Гражданская свадьба в мэрии была назначена в половине одиннадцатого. Погода была чудесная, солнечная. Чтобы не привлекать к себе внимания, вся компания — жених с невестой, мамаша Купо, четыре свидетеля — разделилась на две группы. Впереди шла Жервеза под руку с Лорилле и г-н Мадинье с мамашей Купо. Позади, шагах в двадцати, по другому тротуару шли, сутулясь и размахивая руками, Купо, Бош и Шкварка-Биби, все трое в черных сюртуках, а Бош в желтых брюках; у Шкварки-Биби не было жилета, он застегнулся до самого горла, так что из-за ворота сюртука высовывался только кончик галстука, скрученного веревкой. Один лишь г-н Мадинье был во фраке, в настоящем фраке с длинными квадратными фалдами. Прохожие останавливались и оборачивались, чтобы поглядеть, как этот господин выступает под руку с толстой мамашей Купо в зеленой шали и черном чепце с красными лентами.

Жервеза, веселая и ласковая, любезно слушала шуточки Лорилле, надевшего, несмотря на жару, широкое суконное пальто, болтавшееся на нем, как на вешалке. Она была в своем ярко-синем платье, с накинутой на плечи узенькой мантилькой; на перекрестках она слегка оборачивалась и нежно улыбалась Купо, которого, видимо, стеснял новый костюм, так и блестевший на солнце.
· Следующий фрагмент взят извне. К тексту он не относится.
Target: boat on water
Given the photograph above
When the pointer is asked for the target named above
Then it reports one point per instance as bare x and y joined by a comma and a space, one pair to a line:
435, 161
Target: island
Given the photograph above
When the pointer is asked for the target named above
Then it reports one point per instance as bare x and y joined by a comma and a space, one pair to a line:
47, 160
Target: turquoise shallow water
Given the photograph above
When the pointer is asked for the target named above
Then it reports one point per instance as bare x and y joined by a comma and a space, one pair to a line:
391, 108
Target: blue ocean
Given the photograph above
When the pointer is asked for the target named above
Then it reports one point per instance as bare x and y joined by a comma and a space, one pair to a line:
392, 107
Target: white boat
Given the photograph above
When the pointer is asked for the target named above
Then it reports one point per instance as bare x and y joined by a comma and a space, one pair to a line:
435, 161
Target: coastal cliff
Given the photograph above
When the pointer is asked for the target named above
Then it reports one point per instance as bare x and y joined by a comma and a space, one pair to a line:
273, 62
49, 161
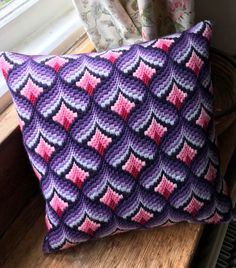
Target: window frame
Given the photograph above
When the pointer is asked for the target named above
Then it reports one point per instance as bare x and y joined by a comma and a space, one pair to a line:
21, 22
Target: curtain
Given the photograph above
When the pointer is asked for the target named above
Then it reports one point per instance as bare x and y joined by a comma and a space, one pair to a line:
113, 23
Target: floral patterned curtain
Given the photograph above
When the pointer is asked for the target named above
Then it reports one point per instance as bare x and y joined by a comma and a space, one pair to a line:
113, 23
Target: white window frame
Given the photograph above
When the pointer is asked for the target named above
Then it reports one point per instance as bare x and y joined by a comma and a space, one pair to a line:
37, 27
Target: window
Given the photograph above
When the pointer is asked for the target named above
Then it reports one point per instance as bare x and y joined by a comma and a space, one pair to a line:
3, 3
36, 27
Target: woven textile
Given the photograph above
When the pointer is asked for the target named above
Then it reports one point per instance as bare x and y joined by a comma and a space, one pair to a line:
122, 139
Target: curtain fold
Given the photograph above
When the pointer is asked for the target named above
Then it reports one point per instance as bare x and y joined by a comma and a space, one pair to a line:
113, 23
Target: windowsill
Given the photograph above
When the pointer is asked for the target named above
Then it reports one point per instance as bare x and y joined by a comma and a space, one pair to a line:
9, 118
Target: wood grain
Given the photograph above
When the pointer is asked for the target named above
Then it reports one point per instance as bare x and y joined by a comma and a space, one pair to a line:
20, 245
167, 247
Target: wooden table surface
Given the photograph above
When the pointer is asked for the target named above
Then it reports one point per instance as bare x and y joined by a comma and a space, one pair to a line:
168, 247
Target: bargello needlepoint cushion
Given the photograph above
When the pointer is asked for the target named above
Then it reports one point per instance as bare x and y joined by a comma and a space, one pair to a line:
122, 139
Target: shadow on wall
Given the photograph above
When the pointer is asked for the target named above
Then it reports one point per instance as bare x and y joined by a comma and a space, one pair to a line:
223, 16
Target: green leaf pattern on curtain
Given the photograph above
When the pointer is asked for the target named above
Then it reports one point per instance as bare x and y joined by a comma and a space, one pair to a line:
114, 23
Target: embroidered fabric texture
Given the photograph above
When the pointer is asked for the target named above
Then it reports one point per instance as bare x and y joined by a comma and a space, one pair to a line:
122, 139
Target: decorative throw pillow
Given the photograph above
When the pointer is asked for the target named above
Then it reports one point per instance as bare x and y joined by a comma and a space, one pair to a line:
122, 139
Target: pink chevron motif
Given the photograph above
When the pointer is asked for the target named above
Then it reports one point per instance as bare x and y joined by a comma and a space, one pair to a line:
5, 67
122, 106
88, 82
119, 139
176, 96
44, 149
216, 218
142, 216
195, 63
165, 187
77, 175
112, 56
186, 154
164, 44
133, 165
47, 222
99, 141
65, 116
111, 198
58, 204
56, 63
31, 91
211, 173
155, 131
144, 72
194, 206
67, 245
88, 226
203, 119
38, 175
207, 32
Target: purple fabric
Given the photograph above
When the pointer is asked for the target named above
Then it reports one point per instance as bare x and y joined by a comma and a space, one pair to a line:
122, 139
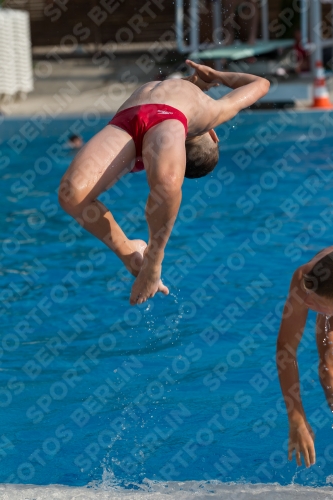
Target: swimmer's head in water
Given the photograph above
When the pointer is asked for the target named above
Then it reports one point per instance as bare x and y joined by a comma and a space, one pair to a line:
318, 284
202, 154
320, 278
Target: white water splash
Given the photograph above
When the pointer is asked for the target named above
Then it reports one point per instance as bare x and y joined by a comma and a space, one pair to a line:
189, 490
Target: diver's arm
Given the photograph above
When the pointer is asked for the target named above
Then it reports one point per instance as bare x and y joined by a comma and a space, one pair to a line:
325, 367
248, 89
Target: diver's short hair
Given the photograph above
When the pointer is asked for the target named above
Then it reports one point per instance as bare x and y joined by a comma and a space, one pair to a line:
320, 278
202, 156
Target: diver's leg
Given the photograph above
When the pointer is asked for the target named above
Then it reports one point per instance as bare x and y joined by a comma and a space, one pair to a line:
97, 166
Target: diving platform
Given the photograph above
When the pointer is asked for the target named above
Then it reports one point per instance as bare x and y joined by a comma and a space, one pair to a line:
242, 51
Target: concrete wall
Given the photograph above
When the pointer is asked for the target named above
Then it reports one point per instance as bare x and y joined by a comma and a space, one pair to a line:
70, 22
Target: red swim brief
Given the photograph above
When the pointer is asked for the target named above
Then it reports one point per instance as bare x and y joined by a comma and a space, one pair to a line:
136, 121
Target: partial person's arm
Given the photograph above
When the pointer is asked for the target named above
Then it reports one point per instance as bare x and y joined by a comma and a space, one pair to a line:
248, 89
324, 345
301, 437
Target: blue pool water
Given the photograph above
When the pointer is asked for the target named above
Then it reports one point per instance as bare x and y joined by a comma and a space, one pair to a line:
183, 388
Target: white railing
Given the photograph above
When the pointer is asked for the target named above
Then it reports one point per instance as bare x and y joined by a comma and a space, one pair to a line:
194, 24
16, 74
310, 17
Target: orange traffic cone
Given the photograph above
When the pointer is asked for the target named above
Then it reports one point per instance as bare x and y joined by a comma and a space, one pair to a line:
321, 98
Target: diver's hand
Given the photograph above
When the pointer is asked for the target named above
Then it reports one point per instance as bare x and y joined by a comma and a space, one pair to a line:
301, 440
205, 73
198, 82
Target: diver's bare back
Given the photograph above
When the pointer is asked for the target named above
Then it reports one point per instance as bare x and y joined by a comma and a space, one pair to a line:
180, 94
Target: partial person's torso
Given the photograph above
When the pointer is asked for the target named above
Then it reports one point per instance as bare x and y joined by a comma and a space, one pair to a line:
180, 94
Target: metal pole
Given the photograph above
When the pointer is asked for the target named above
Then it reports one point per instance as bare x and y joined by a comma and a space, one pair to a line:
217, 29
304, 22
264, 20
316, 30
194, 28
180, 25
217, 21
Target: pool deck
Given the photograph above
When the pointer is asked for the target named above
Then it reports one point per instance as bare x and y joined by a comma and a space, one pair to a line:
73, 86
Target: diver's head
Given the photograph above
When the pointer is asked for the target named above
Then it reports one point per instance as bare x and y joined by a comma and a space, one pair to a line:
318, 284
202, 154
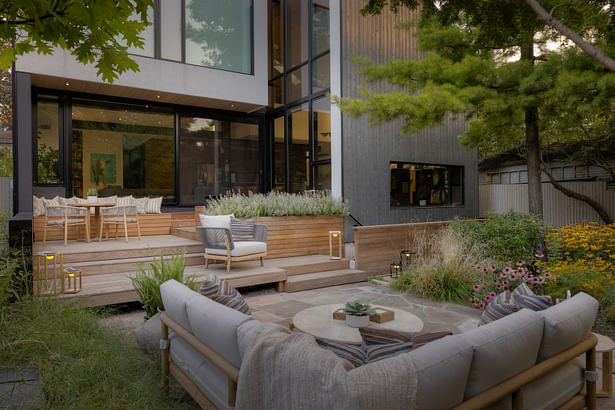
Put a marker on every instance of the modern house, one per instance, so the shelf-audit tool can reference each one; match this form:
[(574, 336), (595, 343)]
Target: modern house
[(233, 95)]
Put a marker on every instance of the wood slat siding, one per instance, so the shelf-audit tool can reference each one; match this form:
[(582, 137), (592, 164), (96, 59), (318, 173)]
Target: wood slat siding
[(6, 195), (559, 210), (368, 151), (379, 245), (295, 235), (151, 224)]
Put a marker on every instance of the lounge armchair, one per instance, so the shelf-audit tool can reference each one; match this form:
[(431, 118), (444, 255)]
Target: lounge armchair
[(62, 216), (219, 245)]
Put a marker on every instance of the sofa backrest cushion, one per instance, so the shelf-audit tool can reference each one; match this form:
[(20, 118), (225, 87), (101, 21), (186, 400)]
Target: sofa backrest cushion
[(567, 324), (442, 368), (503, 349), (174, 298), (216, 326)]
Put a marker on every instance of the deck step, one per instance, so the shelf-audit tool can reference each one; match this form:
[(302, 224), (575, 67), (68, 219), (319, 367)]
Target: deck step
[(324, 279), (125, 265)]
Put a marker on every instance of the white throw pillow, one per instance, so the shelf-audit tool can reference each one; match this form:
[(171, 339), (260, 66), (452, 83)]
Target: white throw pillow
[(153, 205), (38, 206), (141, 204), (216, 221)]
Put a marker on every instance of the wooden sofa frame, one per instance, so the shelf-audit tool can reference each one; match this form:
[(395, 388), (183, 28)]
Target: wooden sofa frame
[(513, 386)]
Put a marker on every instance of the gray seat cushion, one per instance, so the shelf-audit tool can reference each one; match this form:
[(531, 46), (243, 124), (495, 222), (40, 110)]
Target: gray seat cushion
[(503, 349), (567, 324), (442, 368), (216, 326)]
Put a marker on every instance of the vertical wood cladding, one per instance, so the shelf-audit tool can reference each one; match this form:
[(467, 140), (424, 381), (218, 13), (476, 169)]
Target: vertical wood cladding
[(368, 151)]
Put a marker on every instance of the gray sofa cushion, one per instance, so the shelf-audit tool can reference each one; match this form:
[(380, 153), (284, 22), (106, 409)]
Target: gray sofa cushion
[(174, 298), (503, 349), (567, 323), (210, 380), (442, 368), (216, 326)]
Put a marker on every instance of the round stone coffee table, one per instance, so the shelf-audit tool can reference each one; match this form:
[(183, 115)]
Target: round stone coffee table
[(318, 321)]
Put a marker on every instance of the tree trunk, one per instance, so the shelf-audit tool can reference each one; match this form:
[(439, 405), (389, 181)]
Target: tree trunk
[(589, 49), (532, 147), (570, 193)]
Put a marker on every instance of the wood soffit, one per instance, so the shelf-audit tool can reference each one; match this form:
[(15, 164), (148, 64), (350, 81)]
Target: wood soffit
[(58, 83)]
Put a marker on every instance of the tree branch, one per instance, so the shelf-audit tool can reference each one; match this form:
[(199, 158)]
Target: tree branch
[(589, 49), (569, 193)]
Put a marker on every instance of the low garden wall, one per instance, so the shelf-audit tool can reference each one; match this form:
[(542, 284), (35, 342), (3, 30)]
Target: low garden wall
[(376, 246)]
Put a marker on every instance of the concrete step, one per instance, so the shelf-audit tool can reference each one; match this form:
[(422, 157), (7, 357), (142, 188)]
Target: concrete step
[(125, 265), (324, 279)]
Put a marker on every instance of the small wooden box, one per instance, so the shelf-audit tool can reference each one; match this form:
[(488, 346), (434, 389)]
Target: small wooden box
[(382, 315), (339, 314)]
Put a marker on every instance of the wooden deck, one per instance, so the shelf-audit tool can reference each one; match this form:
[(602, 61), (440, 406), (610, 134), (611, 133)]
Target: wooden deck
[(107, 267)]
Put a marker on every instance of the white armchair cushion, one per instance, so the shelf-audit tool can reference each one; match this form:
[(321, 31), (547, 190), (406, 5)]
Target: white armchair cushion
[(241, 249), (216, 221)]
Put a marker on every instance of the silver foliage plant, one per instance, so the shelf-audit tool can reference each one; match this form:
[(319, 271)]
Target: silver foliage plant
[(276, 204)]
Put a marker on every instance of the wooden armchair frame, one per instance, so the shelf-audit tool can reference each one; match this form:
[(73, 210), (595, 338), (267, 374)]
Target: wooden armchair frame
[(168, 366)]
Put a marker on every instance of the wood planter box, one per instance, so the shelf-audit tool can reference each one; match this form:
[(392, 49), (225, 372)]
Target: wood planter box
[(296, 235)]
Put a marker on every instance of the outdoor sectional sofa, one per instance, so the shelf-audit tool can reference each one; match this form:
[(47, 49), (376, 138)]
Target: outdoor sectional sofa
[(525, 360)]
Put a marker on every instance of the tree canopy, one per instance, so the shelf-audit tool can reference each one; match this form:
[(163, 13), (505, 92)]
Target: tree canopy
[(95, 31), (516, 81)]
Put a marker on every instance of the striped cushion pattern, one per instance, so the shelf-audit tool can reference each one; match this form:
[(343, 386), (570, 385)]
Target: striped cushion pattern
[(502, 305), (354, 354), (373, 336), (242, 231), (153, 205), (223, 292)]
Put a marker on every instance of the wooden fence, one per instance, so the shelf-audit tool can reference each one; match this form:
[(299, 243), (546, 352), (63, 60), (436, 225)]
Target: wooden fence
[(376, 246), (559, 210)]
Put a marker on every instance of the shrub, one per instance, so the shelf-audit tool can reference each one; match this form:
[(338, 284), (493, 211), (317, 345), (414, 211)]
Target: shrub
[(276, 204), (509, 237), (150, 276)]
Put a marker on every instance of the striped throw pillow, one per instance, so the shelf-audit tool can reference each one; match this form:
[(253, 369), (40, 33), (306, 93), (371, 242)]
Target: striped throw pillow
[(242, 231), (354, 354), (373, 336), (153, 205), (500, 306), (526, 299)]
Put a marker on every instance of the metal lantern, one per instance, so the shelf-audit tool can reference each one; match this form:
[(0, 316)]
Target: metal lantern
[(405, 257), (335, 236), (70, 277), (395, 269), (48, 279)]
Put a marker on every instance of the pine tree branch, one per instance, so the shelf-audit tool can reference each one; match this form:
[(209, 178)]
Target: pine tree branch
[(589, 49)]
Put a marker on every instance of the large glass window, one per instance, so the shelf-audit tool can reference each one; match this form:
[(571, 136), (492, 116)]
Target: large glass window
[(297, 31), (279, 155), (276, 37), (216, 157), (48, 140), (426, 185), (121, 150), (299, 150), (219, 34)]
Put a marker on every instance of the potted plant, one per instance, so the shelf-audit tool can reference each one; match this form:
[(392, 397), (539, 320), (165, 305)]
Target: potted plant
[(357, 313), (92, 195)]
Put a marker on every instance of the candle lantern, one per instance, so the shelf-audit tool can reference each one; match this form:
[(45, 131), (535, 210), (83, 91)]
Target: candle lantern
[(395, 269), (71, 276), (335, 236), (48, 278), (405, 257)]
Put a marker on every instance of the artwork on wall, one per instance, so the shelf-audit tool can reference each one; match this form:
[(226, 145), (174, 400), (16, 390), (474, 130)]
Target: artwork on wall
[(103, 169)]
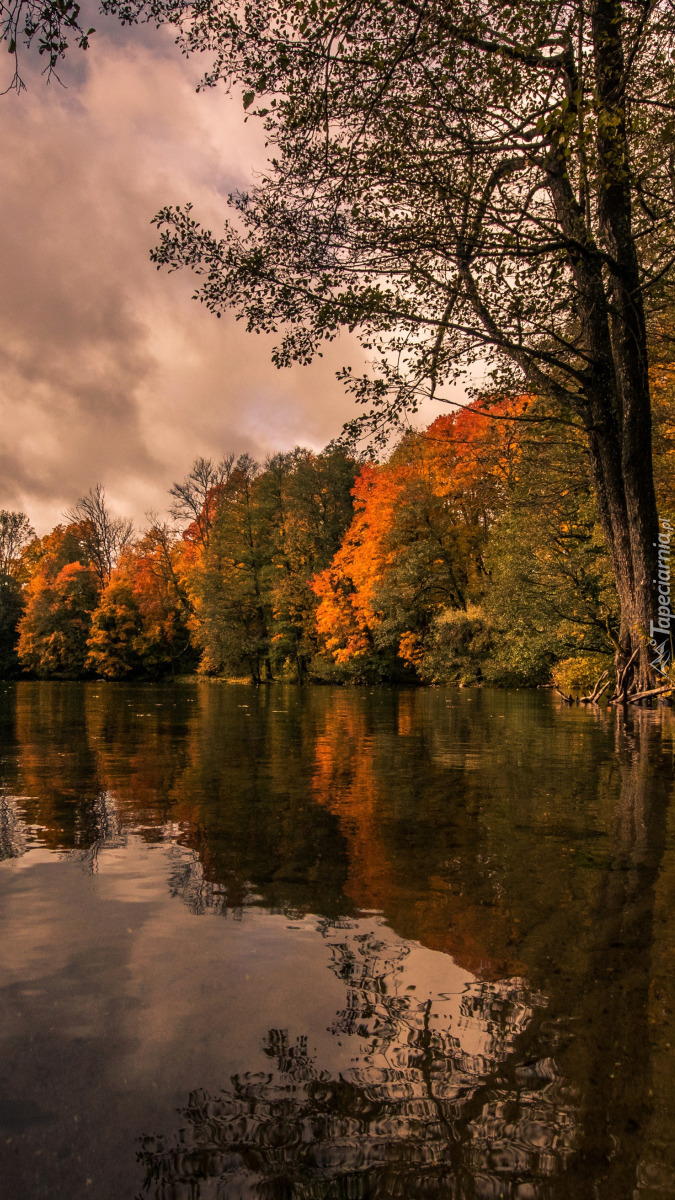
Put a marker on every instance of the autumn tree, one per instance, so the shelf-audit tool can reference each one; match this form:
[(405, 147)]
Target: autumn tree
[(459, 185), (15, 534), (227, 583), (195, 499), (60, 599), (306, 503), (141, 625), (414, 547), (106, 535), (262, 534)]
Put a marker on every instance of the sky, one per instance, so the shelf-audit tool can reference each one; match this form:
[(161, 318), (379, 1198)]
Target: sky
[(109, 371)]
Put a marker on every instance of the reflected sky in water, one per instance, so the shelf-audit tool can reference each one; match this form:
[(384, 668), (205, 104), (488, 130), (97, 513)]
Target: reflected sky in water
[(334, 943)]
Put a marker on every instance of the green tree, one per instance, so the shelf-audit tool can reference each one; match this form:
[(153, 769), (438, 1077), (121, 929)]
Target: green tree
[(460, 184), (141, 625), (16, 532), (550, 594)]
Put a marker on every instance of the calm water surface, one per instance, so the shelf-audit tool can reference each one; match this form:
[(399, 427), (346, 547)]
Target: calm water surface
[(334, 945)]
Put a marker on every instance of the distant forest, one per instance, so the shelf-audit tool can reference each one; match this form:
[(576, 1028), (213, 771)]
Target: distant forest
[(471, 553)]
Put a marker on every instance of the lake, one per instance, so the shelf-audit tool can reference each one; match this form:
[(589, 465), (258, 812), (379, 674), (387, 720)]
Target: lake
[(334, 945)]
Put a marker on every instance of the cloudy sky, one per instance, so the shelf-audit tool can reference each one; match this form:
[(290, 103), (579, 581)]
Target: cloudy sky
[(109, 371)]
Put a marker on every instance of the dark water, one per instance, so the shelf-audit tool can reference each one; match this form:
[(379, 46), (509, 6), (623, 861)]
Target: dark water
[(329, 945)]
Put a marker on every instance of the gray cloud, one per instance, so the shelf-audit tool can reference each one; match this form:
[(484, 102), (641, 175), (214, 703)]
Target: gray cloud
[(108, 371)]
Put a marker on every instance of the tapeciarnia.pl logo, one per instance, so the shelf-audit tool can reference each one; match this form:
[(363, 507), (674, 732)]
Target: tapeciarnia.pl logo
[(661, 633)]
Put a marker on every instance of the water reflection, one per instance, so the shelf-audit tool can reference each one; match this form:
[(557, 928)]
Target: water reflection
[(491, 881), (422, 1108)]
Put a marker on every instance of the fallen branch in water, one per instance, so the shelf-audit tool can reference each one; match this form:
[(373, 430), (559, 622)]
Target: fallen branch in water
[(597, 690), (652, 691)]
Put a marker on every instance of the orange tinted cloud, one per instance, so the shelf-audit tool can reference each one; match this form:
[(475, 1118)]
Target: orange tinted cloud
[(109, 372)]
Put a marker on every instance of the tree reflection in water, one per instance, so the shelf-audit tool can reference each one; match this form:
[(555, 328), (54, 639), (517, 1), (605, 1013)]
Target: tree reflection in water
[(430, 1103), (532, 846)]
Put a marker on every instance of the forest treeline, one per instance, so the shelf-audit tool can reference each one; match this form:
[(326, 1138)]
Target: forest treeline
[(471, 553)]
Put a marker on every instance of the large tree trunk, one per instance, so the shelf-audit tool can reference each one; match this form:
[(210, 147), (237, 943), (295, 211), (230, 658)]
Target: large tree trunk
[(614, 401)]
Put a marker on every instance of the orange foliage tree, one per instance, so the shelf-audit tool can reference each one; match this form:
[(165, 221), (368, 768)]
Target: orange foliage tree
[(414, 545)]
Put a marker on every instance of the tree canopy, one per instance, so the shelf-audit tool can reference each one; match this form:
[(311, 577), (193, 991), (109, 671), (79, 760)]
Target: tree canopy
[(473, 189)]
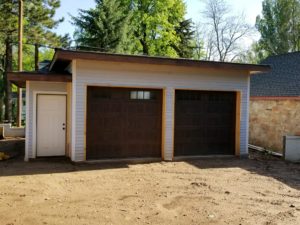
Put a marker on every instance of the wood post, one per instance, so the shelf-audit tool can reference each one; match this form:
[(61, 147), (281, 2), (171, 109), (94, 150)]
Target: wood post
[(20, 64)]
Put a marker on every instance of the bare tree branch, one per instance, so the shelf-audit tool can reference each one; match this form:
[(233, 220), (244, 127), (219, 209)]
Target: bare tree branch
[(227, 31)]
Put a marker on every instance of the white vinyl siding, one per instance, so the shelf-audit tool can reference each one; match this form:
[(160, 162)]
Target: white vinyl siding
[(36, 86), (169, 78)]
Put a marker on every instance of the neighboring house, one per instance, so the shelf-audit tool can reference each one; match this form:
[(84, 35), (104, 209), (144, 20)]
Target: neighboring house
[(92, 106), (275, 102)]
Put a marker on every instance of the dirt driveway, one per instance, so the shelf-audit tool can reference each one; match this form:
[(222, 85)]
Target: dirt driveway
[(206, 191)]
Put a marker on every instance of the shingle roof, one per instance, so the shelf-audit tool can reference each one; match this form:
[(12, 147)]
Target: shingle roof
[(283, 80)]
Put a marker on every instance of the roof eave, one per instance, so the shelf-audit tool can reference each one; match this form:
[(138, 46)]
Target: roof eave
[(70, 55)]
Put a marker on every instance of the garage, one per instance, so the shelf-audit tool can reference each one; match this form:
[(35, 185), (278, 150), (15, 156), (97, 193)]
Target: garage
[(123, 123), (204, 123)]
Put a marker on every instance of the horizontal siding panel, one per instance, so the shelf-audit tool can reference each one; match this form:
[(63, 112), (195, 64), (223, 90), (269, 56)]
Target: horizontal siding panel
[(96, 73)]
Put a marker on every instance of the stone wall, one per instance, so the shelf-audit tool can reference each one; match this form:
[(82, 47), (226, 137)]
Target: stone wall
[(270, 120)]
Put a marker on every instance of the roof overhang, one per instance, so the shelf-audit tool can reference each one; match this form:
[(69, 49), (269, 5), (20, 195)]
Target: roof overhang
[(20, 78), (62, 58)]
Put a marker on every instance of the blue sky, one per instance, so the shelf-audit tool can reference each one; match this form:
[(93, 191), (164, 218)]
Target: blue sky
[(251, 9)]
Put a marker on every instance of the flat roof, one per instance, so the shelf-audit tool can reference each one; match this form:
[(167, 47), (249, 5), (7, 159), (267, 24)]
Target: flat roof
[(62, 57), (20, 78)]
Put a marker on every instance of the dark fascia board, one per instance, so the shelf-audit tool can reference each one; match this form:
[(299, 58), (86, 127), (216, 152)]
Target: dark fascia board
[(61, 54), (20, 78)]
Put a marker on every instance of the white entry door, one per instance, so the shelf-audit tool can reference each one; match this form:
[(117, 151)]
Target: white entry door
[(51, 125)]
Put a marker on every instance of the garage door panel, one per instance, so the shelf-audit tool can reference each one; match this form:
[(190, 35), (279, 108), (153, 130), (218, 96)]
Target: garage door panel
[(120, 127), (204, 123)]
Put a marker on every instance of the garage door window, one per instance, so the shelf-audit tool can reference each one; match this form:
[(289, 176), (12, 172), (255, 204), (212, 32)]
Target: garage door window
[(142, 95)]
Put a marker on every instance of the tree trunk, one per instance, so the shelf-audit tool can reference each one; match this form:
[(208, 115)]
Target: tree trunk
[(7, 84), (36, 57)]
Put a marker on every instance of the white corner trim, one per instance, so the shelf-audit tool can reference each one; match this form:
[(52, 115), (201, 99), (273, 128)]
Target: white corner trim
[(34, 118), (74, 81), (27, 122)]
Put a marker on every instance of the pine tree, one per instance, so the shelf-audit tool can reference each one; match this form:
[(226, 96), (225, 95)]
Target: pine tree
[(104, 28), (186, 32), (38, 22)]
Хотя они шли очень медленно, но все же явились в мэрию задолго до назначенного срока. А так как, кроме того, мэр запоздал, то до них очередь дошла только к одиннадцати часам. Они уселись на стулья в углу зала и стали ждать, говоря шепотом и разглядывая высокий потолок и простые, строгие стены. Каждый раз, как мимо них проходил какой-нибудь канцелярист, они, из вящей учтивости, отодвигались вместе со стульями. Тем не менее они вполголоса поругивали мэра, называли его бездельником, говорили, что он, видно, никак не может расстаться со своей красоткой: наверно, она растирает ему подагру. А может быть, он подал в отставку? Но когда мэр вошел, они почтительно встали. Их попросили сесть. Затем им пришлось переждать три свадьбы, три пышных бракосочетания богатых буржуа. Тут были и невесты, все в белом, и девочки с завитыми кудряшками, и подружки в розовых поясах, и бесконечный кортеж весьма солидных, разодетых мужчин и дам. Когда очередь, наконец, дошла до Купо и Жервезы, то все дело чуть не расстроилось: Биби пропал неизвестно куда. Бош насилу нашел его. Он стоял внизу, на площади, и курил трубку. В самом деле, станет он торчать там с этими расфранченными болванами! Они плюют на всякого, кто не может ткнуть им в нос палевые перчатки.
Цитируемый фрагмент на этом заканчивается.